Most PyTorch failures fall into five buckets: NaN/Inf, OOM, shape mismatch, autograd error, and non-reproducibility. Each has a corresponding playbook: forward hooks plus anomaly detection for NaNs; memory snapshot plus activation checkpointing for OOM; einops plus assertions for shapes; reading the error message and switching to out-of-place ops for autograd errors; the full deterministic ritual for reproducibility. The discipline that pays back fastest is to overfit a single batch on a tiny dataset before scaling up; many bugs reveal themselves in the first minute of that exercise.
Objective. Practice the NaN-hunting recipe end-to-end on a controlled bug.
Task. Take a 3-layer MLP. Inside the second layer's forward, insert x = torch.log(x - x.detach().min() + 1e-9) when a global counter exceeds 50 steps. Train on a small batch loop. When validation loss becomes NaN, do not just print the loss; (a) register a forward hook on every layer that asserts torch.isfinite on every output; (b) wrap the training step in torch.autograd.set_detect_anomaly(True) to catch the NaN producer; (c) identify the offending line from the stack trace and report the step number.
Expected outcome. The hook fires first on layer 2's output; the anomaly stack trace points to the log call. Report both, then fix by adding a positive lower bound on the input.
Objective. Use the most powerful debugging discipline: confirm a model can overfit one batch before scaling to a full dataset.
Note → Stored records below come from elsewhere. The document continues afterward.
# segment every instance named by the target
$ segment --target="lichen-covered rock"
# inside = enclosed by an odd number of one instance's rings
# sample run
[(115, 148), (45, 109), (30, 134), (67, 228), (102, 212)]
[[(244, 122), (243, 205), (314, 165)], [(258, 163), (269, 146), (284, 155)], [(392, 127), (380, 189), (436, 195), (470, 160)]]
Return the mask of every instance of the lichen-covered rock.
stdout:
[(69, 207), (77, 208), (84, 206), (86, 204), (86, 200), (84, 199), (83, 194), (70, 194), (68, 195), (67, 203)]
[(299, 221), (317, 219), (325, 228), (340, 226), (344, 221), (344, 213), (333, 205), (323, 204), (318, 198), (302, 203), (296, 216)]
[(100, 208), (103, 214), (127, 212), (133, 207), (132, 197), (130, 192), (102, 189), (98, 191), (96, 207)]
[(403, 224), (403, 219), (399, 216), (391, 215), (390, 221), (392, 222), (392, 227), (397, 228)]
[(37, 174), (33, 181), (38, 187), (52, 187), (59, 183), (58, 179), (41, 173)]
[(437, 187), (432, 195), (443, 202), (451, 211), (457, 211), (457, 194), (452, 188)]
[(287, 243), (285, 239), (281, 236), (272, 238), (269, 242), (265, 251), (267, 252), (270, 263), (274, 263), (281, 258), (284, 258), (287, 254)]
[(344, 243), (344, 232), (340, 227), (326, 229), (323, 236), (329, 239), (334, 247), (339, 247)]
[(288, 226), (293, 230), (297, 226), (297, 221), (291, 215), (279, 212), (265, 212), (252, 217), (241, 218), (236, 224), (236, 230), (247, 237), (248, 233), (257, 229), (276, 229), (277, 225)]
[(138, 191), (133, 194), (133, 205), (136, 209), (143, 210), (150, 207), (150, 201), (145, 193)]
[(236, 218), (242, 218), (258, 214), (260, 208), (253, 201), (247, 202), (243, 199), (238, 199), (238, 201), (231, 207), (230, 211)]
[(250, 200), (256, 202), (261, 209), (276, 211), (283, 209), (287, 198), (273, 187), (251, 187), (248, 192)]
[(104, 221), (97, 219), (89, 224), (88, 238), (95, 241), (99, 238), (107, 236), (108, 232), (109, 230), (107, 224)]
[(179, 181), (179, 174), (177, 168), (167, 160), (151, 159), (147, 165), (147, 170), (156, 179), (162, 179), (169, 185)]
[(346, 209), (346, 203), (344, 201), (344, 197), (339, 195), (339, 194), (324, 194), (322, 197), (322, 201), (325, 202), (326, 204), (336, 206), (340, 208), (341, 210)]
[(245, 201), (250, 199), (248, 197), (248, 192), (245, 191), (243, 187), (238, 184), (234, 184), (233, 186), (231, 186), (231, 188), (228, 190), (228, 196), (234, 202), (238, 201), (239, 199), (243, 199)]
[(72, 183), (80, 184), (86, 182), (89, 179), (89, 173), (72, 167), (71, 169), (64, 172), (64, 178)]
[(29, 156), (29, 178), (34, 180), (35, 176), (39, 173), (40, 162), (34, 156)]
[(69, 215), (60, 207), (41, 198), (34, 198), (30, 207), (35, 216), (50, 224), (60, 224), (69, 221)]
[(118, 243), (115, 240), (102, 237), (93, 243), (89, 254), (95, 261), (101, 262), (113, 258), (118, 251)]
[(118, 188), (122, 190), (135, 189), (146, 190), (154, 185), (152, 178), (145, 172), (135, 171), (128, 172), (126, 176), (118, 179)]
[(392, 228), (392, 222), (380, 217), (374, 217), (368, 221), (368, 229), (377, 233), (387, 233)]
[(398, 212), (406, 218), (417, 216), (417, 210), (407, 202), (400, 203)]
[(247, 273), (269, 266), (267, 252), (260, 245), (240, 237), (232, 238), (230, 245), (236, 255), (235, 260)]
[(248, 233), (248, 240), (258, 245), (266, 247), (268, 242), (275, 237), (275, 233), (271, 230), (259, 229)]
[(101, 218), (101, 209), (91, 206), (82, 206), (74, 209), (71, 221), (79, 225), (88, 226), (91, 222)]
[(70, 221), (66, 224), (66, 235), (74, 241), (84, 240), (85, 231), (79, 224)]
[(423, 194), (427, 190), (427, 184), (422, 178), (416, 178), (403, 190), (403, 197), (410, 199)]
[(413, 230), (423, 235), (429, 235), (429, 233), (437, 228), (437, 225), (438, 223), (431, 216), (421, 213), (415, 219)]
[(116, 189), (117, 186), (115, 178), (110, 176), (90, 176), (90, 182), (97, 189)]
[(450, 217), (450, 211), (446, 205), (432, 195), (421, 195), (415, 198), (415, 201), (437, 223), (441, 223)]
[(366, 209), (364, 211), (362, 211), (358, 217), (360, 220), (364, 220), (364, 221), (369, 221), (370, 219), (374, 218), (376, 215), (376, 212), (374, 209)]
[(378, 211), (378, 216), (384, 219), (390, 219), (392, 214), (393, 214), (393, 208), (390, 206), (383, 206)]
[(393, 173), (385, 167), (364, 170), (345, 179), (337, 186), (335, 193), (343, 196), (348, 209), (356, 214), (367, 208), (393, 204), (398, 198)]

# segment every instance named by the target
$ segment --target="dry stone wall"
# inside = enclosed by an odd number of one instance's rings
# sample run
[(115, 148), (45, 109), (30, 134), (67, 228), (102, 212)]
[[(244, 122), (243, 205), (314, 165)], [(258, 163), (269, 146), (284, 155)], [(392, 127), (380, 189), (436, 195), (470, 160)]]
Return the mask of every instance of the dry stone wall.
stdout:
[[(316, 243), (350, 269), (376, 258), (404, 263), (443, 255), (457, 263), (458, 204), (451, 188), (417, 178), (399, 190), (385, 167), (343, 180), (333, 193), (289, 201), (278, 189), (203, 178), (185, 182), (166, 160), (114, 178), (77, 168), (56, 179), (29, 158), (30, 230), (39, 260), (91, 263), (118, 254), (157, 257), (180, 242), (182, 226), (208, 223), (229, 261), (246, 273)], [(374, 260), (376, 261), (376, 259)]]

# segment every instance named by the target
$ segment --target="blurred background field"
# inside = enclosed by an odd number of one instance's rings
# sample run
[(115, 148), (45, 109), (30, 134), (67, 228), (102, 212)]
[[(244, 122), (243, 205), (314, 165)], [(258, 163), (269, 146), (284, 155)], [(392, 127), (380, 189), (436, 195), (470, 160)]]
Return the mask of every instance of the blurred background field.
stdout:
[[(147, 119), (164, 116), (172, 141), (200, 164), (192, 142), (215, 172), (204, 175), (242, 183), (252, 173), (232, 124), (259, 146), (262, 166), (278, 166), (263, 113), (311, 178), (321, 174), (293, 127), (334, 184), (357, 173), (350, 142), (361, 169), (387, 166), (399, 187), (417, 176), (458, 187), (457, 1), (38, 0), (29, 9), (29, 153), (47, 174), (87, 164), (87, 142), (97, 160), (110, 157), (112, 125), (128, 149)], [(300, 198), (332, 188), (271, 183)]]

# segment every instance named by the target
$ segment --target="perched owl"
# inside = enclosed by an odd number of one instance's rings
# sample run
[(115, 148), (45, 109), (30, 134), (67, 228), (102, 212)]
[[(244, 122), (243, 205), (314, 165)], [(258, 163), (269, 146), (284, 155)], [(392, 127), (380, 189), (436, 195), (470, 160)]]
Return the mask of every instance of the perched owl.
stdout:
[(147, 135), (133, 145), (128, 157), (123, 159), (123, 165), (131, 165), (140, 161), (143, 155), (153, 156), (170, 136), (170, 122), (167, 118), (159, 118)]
Task. Take any model and dataset. Sample a single batch of 8 items. Disable shuffle and dataloader workers. Train for 200 steps on that batch alone, logging loss every 10 steps. Plot the curve. A correctly wired model should drop the loss to near zero. If it does not, the bug is in the model, loss, or optimizer, not in the data pipeline.
Hint. If the loss stalls above zero, three suspects in order: a frozen layer you did not intend to freeze, a learning rate too low for a tiny problem, a loss reduction (mean vs sum) inconsistent with the gradient magnitude. Walk all three before suspecting the model architecture.